Many Chinese economic and financial scholars and officials I have spoken with indicate that as its market reforms go forward, China would likely consider joining TPP, a discipline that would facilitate reforms as China's accession to the WTO did in regard to Chinese reforms in the late 1990s. 

But all this may be irrelevant. As part of a populist anti-globalization backlash in the US and Europe, trade is being blamed for job losses and the economic malaise facing the middle classes. This is obvious in the US presidential campaign, where both major candidates, Donald Trump and Hillary Clinton, have strongly opposed TPP.

But even discounting the craziness of US election campaigns, long-standing bipartisan support for free trade in the US has eroded. US populist views on trade are in part a reaction to the success of China and manufacturing job losses.

This is an overly simplistic view, one not based on facts and overlooking the net benefits in effect, fighting the last war. Explosive Chinese growth was one factor, but global supply chains, productivity gains and technology innovation such as artificial intelligence and robotics increasingly are the problem, not China.

Indeed, China has already lost its labor advantage: it is the top user of industrial robots.
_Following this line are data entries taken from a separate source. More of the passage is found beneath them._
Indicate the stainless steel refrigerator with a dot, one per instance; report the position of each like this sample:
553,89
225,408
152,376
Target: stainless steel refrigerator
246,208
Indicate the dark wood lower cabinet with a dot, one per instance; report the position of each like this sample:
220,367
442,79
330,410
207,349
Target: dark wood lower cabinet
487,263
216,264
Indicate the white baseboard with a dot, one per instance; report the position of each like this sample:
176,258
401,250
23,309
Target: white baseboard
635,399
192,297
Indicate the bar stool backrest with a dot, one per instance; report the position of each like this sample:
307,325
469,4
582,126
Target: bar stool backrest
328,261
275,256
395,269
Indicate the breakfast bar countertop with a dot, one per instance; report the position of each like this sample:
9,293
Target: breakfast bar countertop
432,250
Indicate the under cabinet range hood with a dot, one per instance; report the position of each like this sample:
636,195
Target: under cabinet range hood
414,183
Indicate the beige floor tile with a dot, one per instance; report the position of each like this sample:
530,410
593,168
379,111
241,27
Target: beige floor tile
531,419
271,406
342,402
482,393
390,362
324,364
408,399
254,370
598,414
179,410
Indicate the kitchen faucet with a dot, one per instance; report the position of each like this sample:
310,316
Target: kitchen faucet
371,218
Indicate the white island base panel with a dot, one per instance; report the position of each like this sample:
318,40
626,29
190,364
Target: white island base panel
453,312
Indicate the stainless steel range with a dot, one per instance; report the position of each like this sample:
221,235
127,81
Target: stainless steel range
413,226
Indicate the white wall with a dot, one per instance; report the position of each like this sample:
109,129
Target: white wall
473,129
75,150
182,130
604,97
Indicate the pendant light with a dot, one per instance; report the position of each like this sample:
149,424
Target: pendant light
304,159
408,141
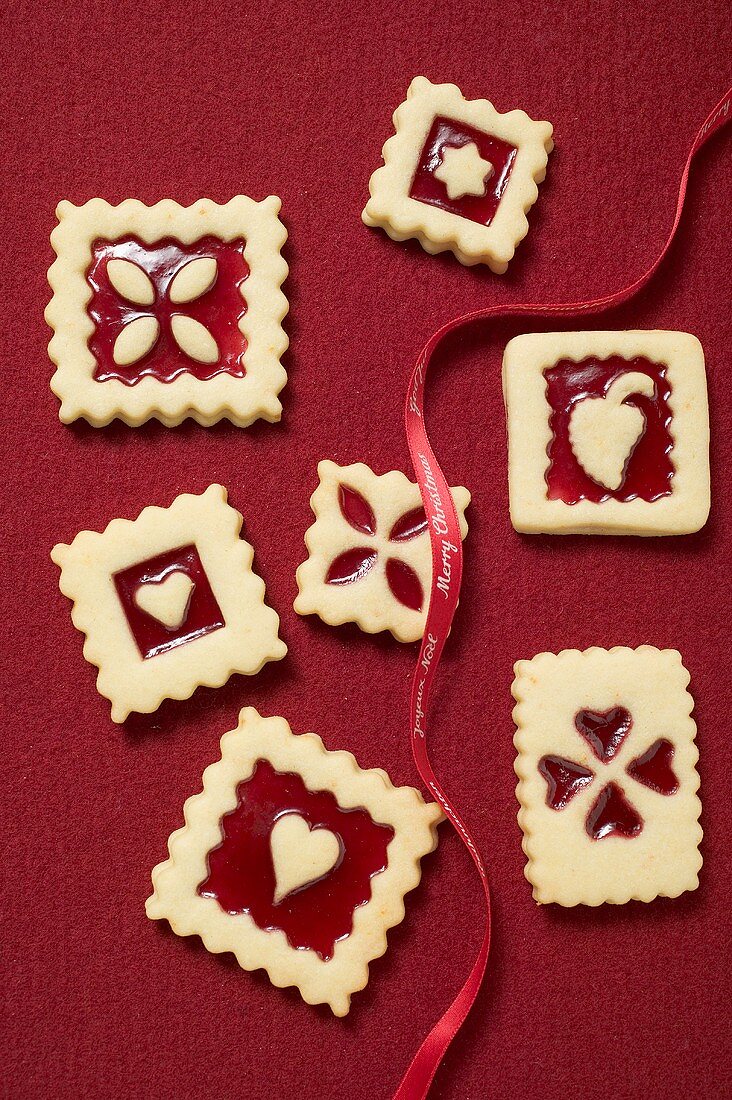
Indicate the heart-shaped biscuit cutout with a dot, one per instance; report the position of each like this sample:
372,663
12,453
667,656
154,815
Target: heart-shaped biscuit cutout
603,432
301,855
167,601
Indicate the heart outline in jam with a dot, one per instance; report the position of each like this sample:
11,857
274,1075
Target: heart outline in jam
604,730
604,431
166,601
302,854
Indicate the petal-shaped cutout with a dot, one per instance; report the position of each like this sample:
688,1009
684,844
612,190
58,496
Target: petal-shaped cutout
612,815
357,510
408,526
194,339
135,340
350,565
130,282
654,768
404,583
194,279
564,780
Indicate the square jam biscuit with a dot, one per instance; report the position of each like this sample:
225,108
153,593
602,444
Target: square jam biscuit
607,776
608,432
369,551
168,602
458,175
168,311
295,859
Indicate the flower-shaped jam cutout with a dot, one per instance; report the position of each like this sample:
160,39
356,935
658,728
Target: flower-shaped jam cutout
462,171
356,562
612,813
645,470
165,309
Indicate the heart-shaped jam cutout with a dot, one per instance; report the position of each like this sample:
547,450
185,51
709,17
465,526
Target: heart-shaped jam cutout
249,872
603,431
564,780
301,854
610,430
612,815
654,768
167,601
604,730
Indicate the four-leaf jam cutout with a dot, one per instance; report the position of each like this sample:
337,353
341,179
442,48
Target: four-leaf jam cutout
352,564
369,550
165,309
612,813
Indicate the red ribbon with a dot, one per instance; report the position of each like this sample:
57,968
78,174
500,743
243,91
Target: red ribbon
447,574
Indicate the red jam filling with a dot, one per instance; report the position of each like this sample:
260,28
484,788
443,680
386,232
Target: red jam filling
612,815
354,563
203,613
654,768
448,133
219,309
564,780
351,565
241,876
604,730
404,583
357,510
648,471
408,526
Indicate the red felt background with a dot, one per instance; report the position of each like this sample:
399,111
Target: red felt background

But it is always easier to blame foreigners for US failures.

Whether US trade views will swing back toward free trade in the near to medium term, is uncertain. There is a small chance TPP can pass in the lame duck session of Congress after the election. TTIP is more problematic. Deep US-EU integration means there are few tariff issues, and the key obstacles to TTIP are how to harmonize complex regulatory regimes over EU popular protests.

For the US, at a time of rising tensions in Asia, TPP failure would mark an inflection point, the beginning of an erosion of US credibility and its role as security guarantor to its allies and partners.

A failed TPP would also disadvantage the US in terms of economic competitiveness in Asia, leaving it with no functional vision of global trade strategy.

If the Regional Comprehensive Economic Partnership, a free trade agreement (FTA) between ASEAN and six states with which ASEAN has FTAs, moves forward, and judging from the negotiations, it is unlikely before 2018-19, China will play a more decisive role in shaping trade rules.

But absent TTIP and TPP, which were aimed at setting global rules for 21st century trade issues, the future of global trade liberalization is in doubt. The WTO dispute mechanism is very important to all trading nations, especially China the No.1 trading nation.

In sum, the failure of TTIP and TPP would be a double-barrel setback to US interests. Instead of opening markets in new sectors like biotech, artificial intelligence, robotics, and new materials, the US would be less competitive in both the EU and Asia.

But for US Asia policy, the consequences of no TPP could be catastrophic, undermining not only its economic position but the reliability and durability of its security role, both at a moment of historic transformation in Asia and of the global economy.